After each of the above hardware is established, it is made into an integrated circuit as shown in Figure 2.
Upper computer software
The upper computer of the system is responsible for detecting and analyzing the pet’s physiological information. Users can view the real-time physiological data of the pet dog and the emotional feedback obtained through the analysis of the insinuation relationship on the mobile APP through the supporting software of the upper computer.
In the IoT platform to develop the relevant APP (Pet Supervision), the product and set up the configuration, in the development tool Iot Studio to design the APP interface and configure the data source, the communication protocol is http. data receiving choose to use the AliCloud platform (Alibaba Cloud Computing Co. Ltd, Hangzhou, China) to build the IoT model and build the web end. Using Arduino IDE to write the program, before writing the program need to download the appropriate coding library to support the compilation and burning of different hardware. For the interconnection between the microcontroller and the Aliyun server, the AliyunIoTSDK function is compiled inside the AliyunTSDK function to configure the Aliyun ternary group. The configured code is burned to the ESP 8266 processor through the USB connection cable. Upload the real-time monitoring data of each sensor received by the microcontroller to the cloud platform through the WIFI module and build the basic environment for the APP data display on the user side.
In the monitoring service interface of the APP’s page design, the user can obtain real-time information related to the pet’s heart rate, temperature, respiratory rate, mood and the switch status of the smart clothing, and export the history of the pet dog’s physiological data through the data log, which can help the pet dog to seek medical treatment for auxiliary reference. The software interface is shown in Figure 3.
Software monitoring interface diagram: left (Angry), right (Clam).
Establishment of emotional model
Based on the emotional intensity and positive and negative emotional states in Thayer’s emotion model, 24 this study broadly categorized the emotions of pet dogs into four more distinctly differentiated to-be-measured indicators, such as exciting, angry, pleased, and calm. To explore the correlation between target physiological data and the emotions of pet dogs, a comprehensive data collection involving pet dogs was conducted after the completion of clothing and hardware integration.
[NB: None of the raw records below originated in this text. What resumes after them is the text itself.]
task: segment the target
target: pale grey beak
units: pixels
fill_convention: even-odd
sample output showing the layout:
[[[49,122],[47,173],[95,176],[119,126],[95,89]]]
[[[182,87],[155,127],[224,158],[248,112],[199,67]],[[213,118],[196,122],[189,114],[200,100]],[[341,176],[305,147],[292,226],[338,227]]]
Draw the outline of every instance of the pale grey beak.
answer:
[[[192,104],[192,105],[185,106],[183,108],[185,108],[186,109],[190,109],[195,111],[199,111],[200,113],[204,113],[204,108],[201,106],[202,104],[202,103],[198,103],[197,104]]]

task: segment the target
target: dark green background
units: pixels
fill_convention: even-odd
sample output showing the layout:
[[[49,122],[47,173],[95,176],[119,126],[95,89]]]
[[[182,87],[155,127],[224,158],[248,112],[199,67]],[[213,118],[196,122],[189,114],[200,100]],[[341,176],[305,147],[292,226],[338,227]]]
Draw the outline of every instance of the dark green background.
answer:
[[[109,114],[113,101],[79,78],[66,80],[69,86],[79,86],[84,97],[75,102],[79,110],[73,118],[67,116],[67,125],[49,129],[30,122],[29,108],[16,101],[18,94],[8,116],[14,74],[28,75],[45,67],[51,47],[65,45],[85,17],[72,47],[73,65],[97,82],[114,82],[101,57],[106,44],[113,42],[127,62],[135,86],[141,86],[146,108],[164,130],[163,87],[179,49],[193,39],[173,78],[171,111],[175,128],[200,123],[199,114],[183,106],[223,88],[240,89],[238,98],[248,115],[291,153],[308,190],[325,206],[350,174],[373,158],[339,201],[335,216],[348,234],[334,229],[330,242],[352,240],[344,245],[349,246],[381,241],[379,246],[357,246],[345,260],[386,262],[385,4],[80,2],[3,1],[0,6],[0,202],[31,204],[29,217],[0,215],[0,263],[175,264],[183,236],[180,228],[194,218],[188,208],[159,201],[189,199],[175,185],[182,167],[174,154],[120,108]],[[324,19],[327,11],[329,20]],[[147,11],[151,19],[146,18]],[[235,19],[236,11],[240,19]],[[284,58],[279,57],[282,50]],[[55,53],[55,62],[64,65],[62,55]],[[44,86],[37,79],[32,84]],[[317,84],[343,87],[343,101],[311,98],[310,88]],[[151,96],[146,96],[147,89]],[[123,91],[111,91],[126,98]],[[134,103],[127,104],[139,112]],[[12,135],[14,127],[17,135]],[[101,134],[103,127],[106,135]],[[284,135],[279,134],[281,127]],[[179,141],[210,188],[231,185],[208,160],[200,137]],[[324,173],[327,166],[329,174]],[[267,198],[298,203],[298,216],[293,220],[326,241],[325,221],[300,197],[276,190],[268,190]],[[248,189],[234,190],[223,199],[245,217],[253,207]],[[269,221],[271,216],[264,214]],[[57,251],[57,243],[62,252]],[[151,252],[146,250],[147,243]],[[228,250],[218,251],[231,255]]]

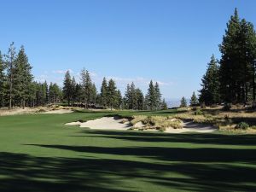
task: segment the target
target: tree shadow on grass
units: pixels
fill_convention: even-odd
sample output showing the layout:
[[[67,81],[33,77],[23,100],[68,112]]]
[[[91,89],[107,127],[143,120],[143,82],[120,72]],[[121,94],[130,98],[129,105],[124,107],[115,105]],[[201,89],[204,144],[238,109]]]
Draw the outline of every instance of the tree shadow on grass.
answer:
[[[125,147],[108,148],[95,146],[40,145],[29,144],[49,148],[57,148],[81,153],[98,154],[132,155],[151,160],[184,162],[247,162],[256,163],[256,149],[216,148],[164,148],[164,147]]]
[[[101,149],[92,153],[99,151]],[[189,157],[187,160],[183,157],[180,160],[185,161],[149,163],[115,159],[39,158],[0,153],[0,191],[125,192],[161,189],[159,191],[202,192],[253,191],[255,189],[255,167],[191,163]],[[133,187],[134,183],[137,188]]]
[[[256,145],[256,135],[224,135],[183,133],[167,134],[136,131],[82,131],[82,134],[70,137],[96,137],[113,139],[121,139],[134,142],[150,143],[190,143],[198,144],[224,144],[224,145]]]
To ensure the integrity and accuracy of the collected data, certain factors such as hair (which may affect hardware), age (which may impact fit), type, and health (which may influence emotional performance) were taken into account.
36 medium-sized, short-haired, well-healthy adult pet dogs willing to cooperate and fit well were randomly recruited by assembling the three designed finished integrated circuits, restraining them via harnesses in the middle of the dog’s back and conducting the data-collection experiments. Owner consent was obtained for all experiments and pet dogs did not resist. An average of three animals were measured every day for 12 days. The changes of physiological values such as surface temperature, respiratory rate and heart rate corresponding to different emotions were recorded during the experiment period (08:00 to 21:00 in early July). Considering the gradual change characteristics of emotions, they were recorded every 10 min.
All subjects (owners) in this study voluntarily participated in the test and cooperated with the try-on. All data are anonymous, and no personal names and addresses are recorded. Before the test, the subjects (owners) have been informed orally that the purpose and use of the survey and the publication of the research results.
During the course of the experiment, we recorded the mood change data of the animals according to the measured data at different time periods, and judged by the measurements of the relevant persons and the assistance of the owners of the experimental subjects, in which each data was recorded accurately. The experimental protocol for establishing the emotional model of pet dogs is detailed in Table 1.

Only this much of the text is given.